Contesting British Chinese Culture.
We are pleased to announce the publication of Contesting British Chinese Culture, edited by Ashley Thorpe and Diana Yeh and published by Palgrave Macmillan.
This is the first text to address British Chinese culture. It explores British Chinese cultural politics in terms of national and international debates on the Chinese diaspora, race, multiculture, identity and belonging, and transnational ‘Chineseness’. Collectively, the essays look at how notions of ‘British Chinese culture’ have been constructed and challenged in the visual arts, theatre and performance, and film, since the mid-1980s. They contest British Chinese invisibility, showing how practice is not only heterogeneous, but is forged through shifting historical and political contexts; continued racialization, the currency of Orientalist stereotypes and the possibility of their subversion; the policies of institutions and their funding strategies; and dynamic relationships with transnationalisms. The book brings a fresh perspective that makes both an empirical and theoretical contribution to the study of race and cultural production, whilst critically interrogating the very notion of British Chineseness.
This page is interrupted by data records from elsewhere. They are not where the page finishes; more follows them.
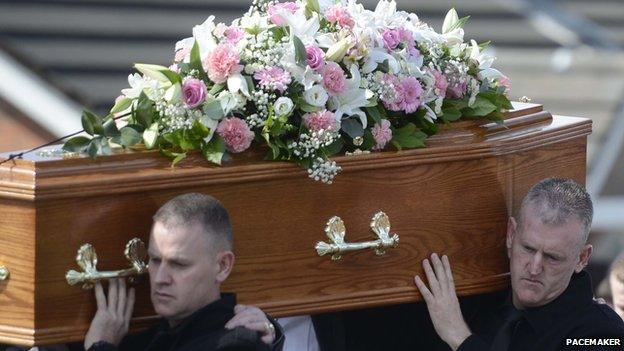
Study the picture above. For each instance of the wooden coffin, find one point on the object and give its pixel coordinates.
(453, 197)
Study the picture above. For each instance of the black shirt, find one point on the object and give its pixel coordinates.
(572, 315)
(203, 330)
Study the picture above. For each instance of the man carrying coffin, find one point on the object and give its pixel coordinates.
(551, 305)
(190, 255)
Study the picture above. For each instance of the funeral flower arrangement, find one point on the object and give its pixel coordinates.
(309, 79)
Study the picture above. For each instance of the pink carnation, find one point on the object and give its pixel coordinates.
(340, 15)
(315, 57)
(275, 9)
(401, 95)
(382, 134)
(391, 39)
(412, 90)
(273, 78)
(181, 54)
(235, 133)
(222, 63)
(441, 83)
(234, 34)
(334, 79)
(194, 92)
(322, 120)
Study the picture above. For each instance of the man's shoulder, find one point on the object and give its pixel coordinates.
(237, 339)
(598, 319)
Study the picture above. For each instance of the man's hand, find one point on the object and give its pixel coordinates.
(112, 318)
(253, 318)
(442, 302)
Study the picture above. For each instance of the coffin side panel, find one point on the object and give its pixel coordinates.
(17, 253)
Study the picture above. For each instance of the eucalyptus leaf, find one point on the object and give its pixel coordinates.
(301, 56)
(76, 144)
(352, 127)
(150, 136)
(214, 110)
(214, 150)
(110, 128)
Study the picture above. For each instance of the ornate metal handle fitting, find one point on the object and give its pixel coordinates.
(335, 231)
(4, 273)
(86, 258)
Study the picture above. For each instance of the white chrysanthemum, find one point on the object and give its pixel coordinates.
(316, 96)
(283, 106)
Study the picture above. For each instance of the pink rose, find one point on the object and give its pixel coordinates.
(412, 90)
(274, 11)
(235, 133)
(234, 34)
(194, 92)
(382, 134)
(321, 120)
(334, 79)
(222, 62)
(391, 39)
(315, 57)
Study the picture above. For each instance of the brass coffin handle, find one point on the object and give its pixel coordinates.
(4, 273)
(87, 260)
(335, 230)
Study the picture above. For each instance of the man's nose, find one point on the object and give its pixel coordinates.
(536, 264)
(161, 275)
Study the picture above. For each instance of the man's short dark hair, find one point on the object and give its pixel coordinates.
(187, 209)
(558, 200)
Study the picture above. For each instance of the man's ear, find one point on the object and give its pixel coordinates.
(511, 231)
(225, 263)
(584, 258)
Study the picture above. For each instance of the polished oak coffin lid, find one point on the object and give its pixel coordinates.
(525, 127)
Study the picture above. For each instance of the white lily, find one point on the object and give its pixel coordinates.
(139, 84)
(203, 36)
(352, 99)
(303, 28)
(450, 20)
(375, 57)
(236, 83)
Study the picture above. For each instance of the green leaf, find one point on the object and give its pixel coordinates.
(196, 62)
(300, 53)
(459, 24)
(121, 105)
(451, 114)
(76, 144)
(199, 130)
(91, 123)
(352, 127)
(110, 128)
(408, 137)
(481, 107)
(129, 136)
(384, 66)
(150, 136)
(214, 150)
(313, 6)
(214, 110)
(373, 112)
Katie Hill from the Office of Contemporary Chinese Art contributed writing a chapter, titled “A History Written by Our Bodies”: Artistic Activism and the Agonistic Chinese Voice of Mad For Real’s Performances at the End of the Twentieth Century. In Chapter 4, Katie Hill develops the volume’s focus on the marginalisation of artists by exploring the artistic activism and the agonistic Chinese “voice” of the artistic duo Mad For Real (Cai Yuan and JJ Xi). Examining how their interventional performance works operate at the borders of the art establishment, mainstream politics, and the British cultural landscape, Hill explores their works as vital agonistic interventions calling for participation and validation in an exclusionary art world. In assessing the specific positioning of the artists, Hill highlights how their position is both invalidated due to their complex, in-between diasporic status within the context of the rise of China and inadequately attended to by postcolonial cultural discourse in the United Kingdom. By discussing how Mad for Real’s interventions have also responded to key events during the late 1990s to early 2000s - antiglobalisation protests, the Iraq war, the consequences of human trafficking - Hill’s chapter demonstrates how their works radically redefine the boundaries of what could be considered “British Chinese” art and, indeed, explore the possibilities of artistic voice within wider global politics.